"Por favor, por amor de Deus, não me venham justificar a impossibilidade de erradicação da pobreza com a frase de Jesus". D. Carlos Azevedo no Correio da Manhã de hoje (aqui):
Pobreza zero
Ir às raízes das injustiças e destruir-lhes a fatalidade é trabalho de caridade e dever de cada ser humano.
Por favor, por amor de Deus, não me venham justificar a impossibilidade de erradicação da pobreza com a frase de Jesus, no momento da unção em Betânia, na casa de Simão, quando a mulher perdoada lhe derramava caro perfume nos pés: "Sempre tereis os pobres convosco, e quando quiserdes, podeis fazer-lhes o bem, mas a mim nem sempre tereis" (Mc 14, 7; Mt 26,11). Esta afirmação tem sido citada como justificação para manter o estado da pobreza, como autorização de Jesus Cristo a resignar-se perante os pobres. Ora esta citação não manifesta nenhuma declaração de Jesus sobre a pobreza como um factor social permanente. Jesus não justifica a miséria. O que se sublinha é o carácter efémero da permanência de Jesus entre eles. Passados uns dias já não podiam fazer-Lhe bem, mas tinham muita oportunidade para tratar dos pobres. A união íntima entre o serviço a Cristo e o serviço aos pobres está presente no Evangelho.
O lema do ano Europeu, infelizmente, tem actualidade acutilante no drama permanente e nas tragédias que se abatem sobre a humanidade, como agora sobre a Madeira. Neste caso, como em ocasiões similares, logo a Cáritas se mobilizou como expressão viva da solidariedade dos portugueses. A partilha não é posta de lado, mesmo em horas mais apertadas, como a que vivemos. Portugal sente é falta de quem tenha autoridade moral para o mobilizar para o bem comum. Sem este crédito, abre falência.
A Cáritas europeia adoptou o lema ‘pobreza zero’. Realmente, ir às raízes das injustiças e destruir-lhes a fatalidade é trabalho de caridade e dever de cada ser humano diante de si próprio. Há soluções para a pecaminosidade que a situação evidencia. Os pobres e excluídos não são realidade homogénea e a nossa visão é situada e variada, a partir do ponto social em que a olhamos e consideramos.
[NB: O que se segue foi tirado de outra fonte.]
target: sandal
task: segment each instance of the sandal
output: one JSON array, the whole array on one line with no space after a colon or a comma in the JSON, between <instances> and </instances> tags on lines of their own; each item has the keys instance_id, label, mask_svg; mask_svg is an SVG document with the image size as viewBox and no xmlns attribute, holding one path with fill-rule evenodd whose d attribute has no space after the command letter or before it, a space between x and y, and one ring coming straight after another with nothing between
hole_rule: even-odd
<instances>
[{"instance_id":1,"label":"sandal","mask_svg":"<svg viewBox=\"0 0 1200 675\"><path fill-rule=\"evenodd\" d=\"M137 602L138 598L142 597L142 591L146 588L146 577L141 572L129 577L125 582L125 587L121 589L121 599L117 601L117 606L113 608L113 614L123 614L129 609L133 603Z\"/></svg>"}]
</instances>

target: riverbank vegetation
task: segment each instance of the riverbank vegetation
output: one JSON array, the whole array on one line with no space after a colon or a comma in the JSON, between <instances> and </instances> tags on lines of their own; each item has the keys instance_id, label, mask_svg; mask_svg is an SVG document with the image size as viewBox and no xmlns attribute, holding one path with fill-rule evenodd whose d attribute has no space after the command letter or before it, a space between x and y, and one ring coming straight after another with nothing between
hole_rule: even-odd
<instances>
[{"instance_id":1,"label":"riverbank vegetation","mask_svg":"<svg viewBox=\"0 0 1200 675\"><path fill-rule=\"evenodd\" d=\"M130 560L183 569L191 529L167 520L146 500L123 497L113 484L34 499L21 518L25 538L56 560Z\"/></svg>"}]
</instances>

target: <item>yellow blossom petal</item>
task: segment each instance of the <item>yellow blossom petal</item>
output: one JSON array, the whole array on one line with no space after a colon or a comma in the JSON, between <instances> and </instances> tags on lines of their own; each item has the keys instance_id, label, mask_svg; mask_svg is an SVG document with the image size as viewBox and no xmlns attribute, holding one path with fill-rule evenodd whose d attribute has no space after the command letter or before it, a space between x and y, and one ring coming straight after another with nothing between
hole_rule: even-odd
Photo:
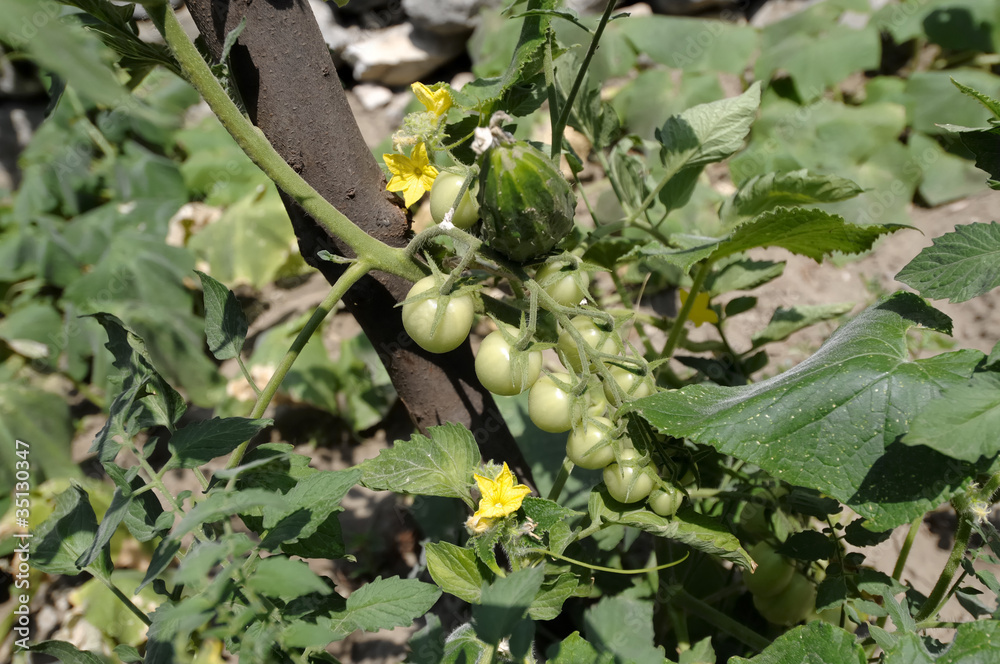
<instances>
[{"instance_id":1,"label":"yellow blossom petal","mask_svg":"<svg viewBox=\"0 0 1000 664\"><path fill-rule=\"evenodd\" d=\"M441 88L437 92L431 92L423 83L414 83L410 86L417 101L424 105L428 111L437 116L442 116L451 108L451 94L447 88Z\"/></svg>"},{"instance_id":2,"label":"yellow blossom petal","mask_svg":"<svg viewBox=\"0 0 1000 664\"><path fill-rule=\"evenodd\" d=\"M473 514L468 519L465 520L465 527L473 532L475 535L480 535L485 533L493 525L493 519L488 519L483 516L476 516Z\"/></svg>"},{"instance_id":3,"label":"yellow blossom petal","mask_svg":"<svg viewBox=\"0 0 1000 664\"><path fill-rule=\"evenodd\" d=\"M427 147L417 143L410 156L402 154L383 154L382 159L392 173L392 179L386 185L388 191L403 192L406 207L420 200L425 191L430 191L438 170L427 158Z\"/></svg>"},{"instance_id":4,"label":"yellow blossom petal","mask_svg":"<svg viewBox=\"0 0 1000 664\"><path fill-rule=\"evenodd\" d=\"M505 517L520 509L524 497L531 493L531 489L525 485L514 484L514 473L510 472L506 463L503 464L503 470L495 480L479 474L474 477L482 495L479 499L479 509L473 514L474 517L490 519Z\"/></svg>"},{"instance_id":5,"label":"yellow blossom petal","mask_svg":"<svg viewBox=\"0 0 1000 664\"><path fill-rule=\"evenodd\" d=\"M681 289L681 306L687 302L688 295L690 293L683 288ZM688 314L688 320L694 323L695 327L701 327L702 323L718 323L719 315L708 306L708 293L701 292L695 295L694 305L691 307L691 312Z\"/></svg>"}]
</instances>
A conversão do nosso olhar adquire objectividade para reconhecer que é o modelo de desenvolvimento que seguimos a abrir ou não a nossa mente e coração aos que perdem os mais essenciais laços de pertença social e de cidadania consciente, propendem para a marginalidade, afastados das oportunidades de integração.
A consciência que os pobres e excluídos têm de si mesmos e a assunção do seu caminho libertador é paciente serviço ao futuro. Importa passar ao seu terreno fazendo nosso o seu projecto – não dirigindo-o, mas apoiando-o, estando ao serviço. Ser companheiro das suas lutas e defensor dos seus interesses, ajudá-los a ter peso na sociedade, implica em nós um êxodo mental e cultural, político e afectivo.